2

I am facing a problem while executing Cuda Visual profiler.The profiler is not able to complete the execution and i am getting the following error

Program run #18 completed. Error : Application : "/home/cnode0/workspace/cuda/pred/pre". Profiler data file '/home/cnode0/workspace/cuda/pred/temp_compute_profiler_0_0.csv' for application run 0 not found.

I got the following warning during the execution

The selected counter(s) "gld instructions 8bit", "gld instructions 16bit", "gld instructions 32bit", "gld instructions 64bit", "gld instructions 128bit", "gst instructions 8bit", "gst instructions 16bit", "gst instructions 32bit", "gst instructions 64bit", "gst instructions 128bit" can cause GPU kernels to run longer than the driver's watchdog timeout limit. In this case the driver will terminate the GPU kernel resulting in an application error and the profiling data will not be available. Setting the X Config option 'Interactive' to false is recommended when these counters are selected.

I have already see a proposed solution in this forum.

CUDA Visual Profiler 'Interactive' X config option?

As mentioned that post, I changed my xorg.conf to set the interactive flag to false as follows and restarted the system

Section "Device" 
Identifier "Device0" 
Driver         "nvidia"
VendorName     "NVIDIA Corporation" 
Option "Interactive" "0" 
EndSection

But this doesn't solve the problem.I am still getting the same warning again. I am running Ubuntu 10.04 LTS and nvidia Geforce GT430 with driver 285.05.09 Any one has some clue on this?

Community
  • 1
  • 1
Don K
  • 21
  • 2
  • It's not really a solution, but you can test if profiling is working at all if you set the CUDA_PROFILE environment variable to 1. You can import the resulting CSV file into Visual Profiler to further inspection. – tbalazs Dec 06 '11 at 07:58

2 Answers2

2

Another option is to reduce the number of HW counters that getting collected and see if that helps on your current install.

BTW what is the CUDA toolkit version - are you using the CUDA 4.1 RC1 with driver 285.05.09? If you are registered developer can you also confirm if you have the same issue with the current CUDA RC2 release?

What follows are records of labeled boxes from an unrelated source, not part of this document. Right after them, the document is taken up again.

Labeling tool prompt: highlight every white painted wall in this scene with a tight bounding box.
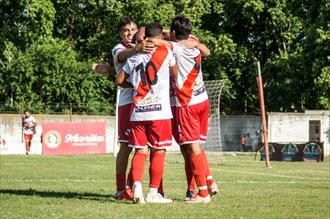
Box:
[0,111,330,155]
[268,111,330,155]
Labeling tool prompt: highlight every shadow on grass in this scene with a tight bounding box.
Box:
[0,189,129,204]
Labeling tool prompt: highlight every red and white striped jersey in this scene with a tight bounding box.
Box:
[123,46,175,121]
[22,115,37,135]
[171,42,208,106]
[112,43,133,106]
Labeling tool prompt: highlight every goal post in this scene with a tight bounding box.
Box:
[203,80,225,152]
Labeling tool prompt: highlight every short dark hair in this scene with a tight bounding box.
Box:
[145,22,163,37]
[120,17,136,30]
[170,15,192,40]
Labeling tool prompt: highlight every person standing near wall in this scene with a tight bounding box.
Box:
[243,133,252,152]
[241,133,246,151]
[22,110,37,155]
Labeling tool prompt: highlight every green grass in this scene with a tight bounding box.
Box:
[0,154,330,219]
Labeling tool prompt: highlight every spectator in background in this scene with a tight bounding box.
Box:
[312,128,320,144]
[243,133,252,152]
[241,133,246,151]
[22,110,37,155]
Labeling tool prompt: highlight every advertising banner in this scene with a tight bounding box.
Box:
[42,122,106,155]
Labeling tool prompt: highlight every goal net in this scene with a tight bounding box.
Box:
[203,80,224,152]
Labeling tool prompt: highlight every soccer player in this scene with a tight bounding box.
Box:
[22,110,37,155]
[148,16,219,203]
[170,16,218,203]
[92,17,153,200]
[116,23,177,203]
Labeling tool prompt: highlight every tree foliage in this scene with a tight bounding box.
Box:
[0,0,330,113]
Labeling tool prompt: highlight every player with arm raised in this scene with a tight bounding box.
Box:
[170,16,218,203]
[22,110,37,155]
[149,16,218,202]
[116,23,177,203]
[107,17,153,199]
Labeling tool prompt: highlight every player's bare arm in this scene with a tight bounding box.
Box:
[170,64,179,79]
[118,41,155,62]
[92,63,116,75]
[115,71,133,88]
[178,40,211,56]
[146,38,172,48]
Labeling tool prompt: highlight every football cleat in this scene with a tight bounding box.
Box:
[207,182,219,197]
[184,190,197,201]
[116,188,133,201]
[133,182,145,204]
[187,195,211,204]
[146,192,173,204]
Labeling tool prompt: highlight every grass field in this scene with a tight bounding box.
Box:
[0,154,330,219]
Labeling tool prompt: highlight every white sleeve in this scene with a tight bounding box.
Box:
[170,42,182,56]
[168,50,176,67]
[112,46,125,63]
[123,58,133,75]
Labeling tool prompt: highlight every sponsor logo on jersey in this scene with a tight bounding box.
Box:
[44,130,62,148]
[64,133,105,146]
[135,104,162,113]
[193,85,206,96]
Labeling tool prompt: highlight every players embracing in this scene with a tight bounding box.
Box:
[99,16,218,203]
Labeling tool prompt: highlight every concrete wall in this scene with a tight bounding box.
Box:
[0,111,330,155]
[0,114,115,154]
[268,111,330,155]
[220,115,261,151]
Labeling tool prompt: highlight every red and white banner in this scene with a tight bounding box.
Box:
[42,122,106,155]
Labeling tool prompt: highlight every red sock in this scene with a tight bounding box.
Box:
[149,153,165,188]
[131,152,148,183]
[184,160,196,191]
[202,150,214,186]
[116,173,126,191]
[127,168,133,188]
[158,178,165,196]
[190,153,208,197]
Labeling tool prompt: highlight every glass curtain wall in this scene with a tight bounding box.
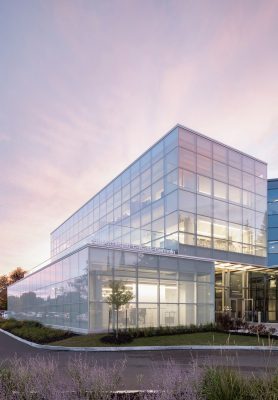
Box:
[267,179,278,266]
[52,127,267,257]
[178,128,267,257]
[8,249,88,332]
[89,248,214,332]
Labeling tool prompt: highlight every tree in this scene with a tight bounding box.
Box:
[105,281,134,339]
[9,267,26,285]
[0,275,9,310]
[0,267,26,310]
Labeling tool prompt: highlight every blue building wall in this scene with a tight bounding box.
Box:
[267,179,278,266]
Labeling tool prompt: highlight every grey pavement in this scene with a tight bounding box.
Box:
[0,332,278,389]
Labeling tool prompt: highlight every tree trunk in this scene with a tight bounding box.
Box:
[116,308,119,340]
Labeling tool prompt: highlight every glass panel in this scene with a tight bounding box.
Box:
[255,161,267,179]
[242,190,255,208]
[229,223,242,242]
[197,136,212,158]
[160,303,179,326]
[243,208,255,226]
[213,200,228,220]
[229,150,241,169]
[141,169,151,190]
[229,204,242,224]
[165,148,178,173]
[152,159,164,182]
[229,186,241,204]
[165,212,178,235]
[242,172,255,192]
[179,211,195,233]
[197,175,212,196]
[213,219,228,239]
[255,177,267,196]
[213,181,228,200]
[213,143,227,164]
[197,154,212,176]
[242,156,255,175]
[179,232,195,246]
[229,167,242,187]
[152,179,164,201]
[213,161,228,182]
[197,215,212,236]
[179,169,196,192]
[165,169,178,194]
[179,148,196,172]
[179,190,196,213]
[165,190,178,214]
[152,199,164,220]
[197,195,212,216]
[138,304,157,328]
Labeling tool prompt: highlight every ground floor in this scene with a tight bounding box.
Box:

You can also send a repro test app to cudatools@nvidia.com

  • CUDA 4.1 RC2 is publicly released -- you don't need to be a registered developer to download it. http://developer.nvidia.com/cuda-toolkit-41 BTW, your comment isn't really an answer, should probably be in the comments stream (for future ref)... – harrism Dec 07 '11 at 05:54
2

Based on the error message you are getting - there is no profiler output generated for the first application run itself. In the first run there are no profiler counters enabled and so this issue is not related to the "gld instructions* or "gst instructions*". The profiler output can be empty if there are explicit synchronization calls before the application terminates. You can try adding a cudaDeviceSynchronize(), cudaStreamSynchronize(), or cudaEventSynchronize() call before application termination. You can confirm if this is the issue by running the application from the command line and checking if the command line profiler output has some data.

> export COMPUTE_PROFILE=1
> <application>

Check the profiler output file "cuda_profile_0.log".

The output will be something like this (without the line numbers at start of each line):

1 # CUDA_PROFILE_LOG_VERSION 2.0 
2 # CUDA_DEVICE 0 Tesla C2075 
3 # CUDA_CONTEXT 1 
4 # TIMESTAMPFACTOR fffff6de60e24570 
5 method,gputime,cputime,occupancy 
6 method=[ memcpyHtoD ] gputime=[ 80.640 ] cputime=[ 278.000 ] 
7 method=[ memcpyHtoD ] gputime=[ 79.552 ] cputime=[ 237.000 ] 
8 method=[ _Z6VecAddPKfS0_Pfi ] gputime=[ 5.760 ] cputime=[ 18.000 ] occupancy=[ 1.000 ] 
9 method=[ memcpyDtoH ] gputime=[ 97.472 ] cputime=[ 647.000 ]

You need to check if there are any methods output in the profiler log. In the above example line 5 is the header row and there are 4 methods on lines 6 to 9.

Also note that the Visual Profiler warning message 'The selected counter(s) "gld instructions 8bit", "gld instructions 16bit" ...' is expected even after setting the interactive flag to false. This message is displayed each time when the "gld instructions* or "gst instructions*" counters are selected and by default these counters are selected.